Community colleges also need to improve student retention, which could lead to higher graduation rates, said Johnson, of the Michigan College Access Network.

The percentage of first-year community college students who were still enrolled in their second year fell from 74 percent in 2010 to 71 percent in 2013, according to the Snyder administration’s dashboard.

Community colleges should provide students with a better, more carefully tailored roadmap toward getting a two-year degree or credential, Johnson said.

“There needs to be much more structured pathways for college students, instead of giving them lots of choices that can be a waste of time,” she said.

Economy up, enrollment down

Michigan’s community colleges also are seeing declining enrollments, which could keep Michigan from improving its educational attainment rate at a time when experts say having a two- or four-year college degree is essential to getting a good job.

Fall enrollment at community colleges has fallen from a record of 260,179 students in 2010 to 212,867 students this year, a decline of 47,312 students, or 18 percent.

Enrollments this year dropped at 25 of Michigan’s 28 community colleges, according to the Michigan Association of Collegiate Registrars & Admissions Officers.

Only Gogebic Community College in Ironwood, Henry Ford College in Dearborn and Kellogg Community College in Battle Creek experienced enrollment increases.

Traditionally, community college enrollments rise when the Michigan’s cyclical economy is poor and fall when it improves.

Hansen said many students are finding jobs after graduating from high school or leaving college early to take jobs because employers can’t wait for them to finish their programs.

The state House Fiscal Agency said in a 2013 report that Michigan’s community college enrollment is likely to continue falling.

Contributing to the decline is a shrinking population of high school grads as the state’s school age population declines.

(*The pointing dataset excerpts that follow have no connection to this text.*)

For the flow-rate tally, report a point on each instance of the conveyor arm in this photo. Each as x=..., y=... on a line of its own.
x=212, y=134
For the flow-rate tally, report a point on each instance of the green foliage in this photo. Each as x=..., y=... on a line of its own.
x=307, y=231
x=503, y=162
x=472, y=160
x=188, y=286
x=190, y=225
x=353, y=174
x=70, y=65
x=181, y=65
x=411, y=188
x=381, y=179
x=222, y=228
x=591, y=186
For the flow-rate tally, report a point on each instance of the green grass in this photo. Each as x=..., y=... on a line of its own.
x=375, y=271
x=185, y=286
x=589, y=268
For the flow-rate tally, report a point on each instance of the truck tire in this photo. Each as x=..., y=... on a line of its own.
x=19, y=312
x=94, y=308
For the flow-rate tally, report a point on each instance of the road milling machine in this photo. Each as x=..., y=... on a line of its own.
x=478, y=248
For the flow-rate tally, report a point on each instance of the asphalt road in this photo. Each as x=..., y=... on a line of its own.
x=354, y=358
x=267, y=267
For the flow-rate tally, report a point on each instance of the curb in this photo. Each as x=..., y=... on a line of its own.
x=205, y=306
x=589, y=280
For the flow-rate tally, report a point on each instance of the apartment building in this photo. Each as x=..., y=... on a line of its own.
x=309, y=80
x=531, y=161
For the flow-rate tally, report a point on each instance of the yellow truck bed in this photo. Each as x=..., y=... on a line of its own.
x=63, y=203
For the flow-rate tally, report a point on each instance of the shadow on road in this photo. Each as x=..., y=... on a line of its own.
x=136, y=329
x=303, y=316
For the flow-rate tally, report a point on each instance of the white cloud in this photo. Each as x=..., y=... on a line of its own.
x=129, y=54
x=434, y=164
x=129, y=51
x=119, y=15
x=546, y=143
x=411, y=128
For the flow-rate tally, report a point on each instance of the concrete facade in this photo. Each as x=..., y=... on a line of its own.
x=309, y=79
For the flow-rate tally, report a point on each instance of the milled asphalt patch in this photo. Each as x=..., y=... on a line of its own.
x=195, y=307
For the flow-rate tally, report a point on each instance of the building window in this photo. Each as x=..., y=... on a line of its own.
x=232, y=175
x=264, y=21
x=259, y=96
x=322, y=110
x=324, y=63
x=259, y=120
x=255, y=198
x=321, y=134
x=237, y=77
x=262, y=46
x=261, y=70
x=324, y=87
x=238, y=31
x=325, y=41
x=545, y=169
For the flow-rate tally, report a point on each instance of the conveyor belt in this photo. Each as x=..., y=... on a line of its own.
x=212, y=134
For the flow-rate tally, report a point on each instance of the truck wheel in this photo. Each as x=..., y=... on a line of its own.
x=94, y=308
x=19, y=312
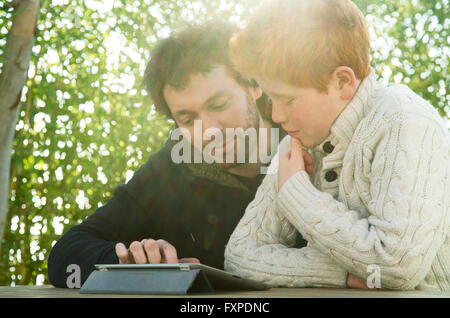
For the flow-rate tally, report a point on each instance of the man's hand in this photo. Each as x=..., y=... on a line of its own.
x=149, y=251
x=296, y=159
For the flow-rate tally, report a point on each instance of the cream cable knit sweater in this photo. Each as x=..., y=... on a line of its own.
x=386, y=203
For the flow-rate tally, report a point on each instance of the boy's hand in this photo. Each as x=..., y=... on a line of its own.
x=149, y=251
x=356, y=282
x=296, y=159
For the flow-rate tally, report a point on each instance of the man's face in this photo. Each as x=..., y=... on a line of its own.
x=219, y=101
x=304, y=113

But Johnson said more low-income students might enroll if they were made aware of the availability of federal Pell grants and how to obtain them. Pell grants provide need-based tuition for low-income college students. The maximum individual grant for the 2014-2015 academic year is $5,730, which Johnson said can more than cover the cost of community college tuition.

She said the state also could encourage more community college enrollments by increasing the overall availability of need-based financial aid.

The Snyder administration counters that the state has boosted aid to community colleges by 23 percent between fiscal year 2011 and fiscal year 2015, from $296 million to $365 million. The increase includes funding for operations and assistance for retiree costs.

But fiscal year 2015 funding of $365 million is flat compared to the $294.3 million appropriated in 2005 when adjusted for inflation.

And the state’s share of community college revenues dropped from nearly 50 percent in 1980 to to 19.5 percent in 2013.

Michigan started shifting funding from the school aid fund in 2012 to support much of the community college budget. Nearly 55 percent of the money appropriated to community colleges will come from the fund in 2015.

But the state appropriated an additional $28.7 million from the general fund for community colleges in fiscal 2015, a 2 percent increase.

“Gov. Snyder recognizes the importance of community colleges and the impact they have on students as well as job providers looking for people with in-demand skills. They play a vital role and the state’s investment reflects that,” spokesman David Murray said.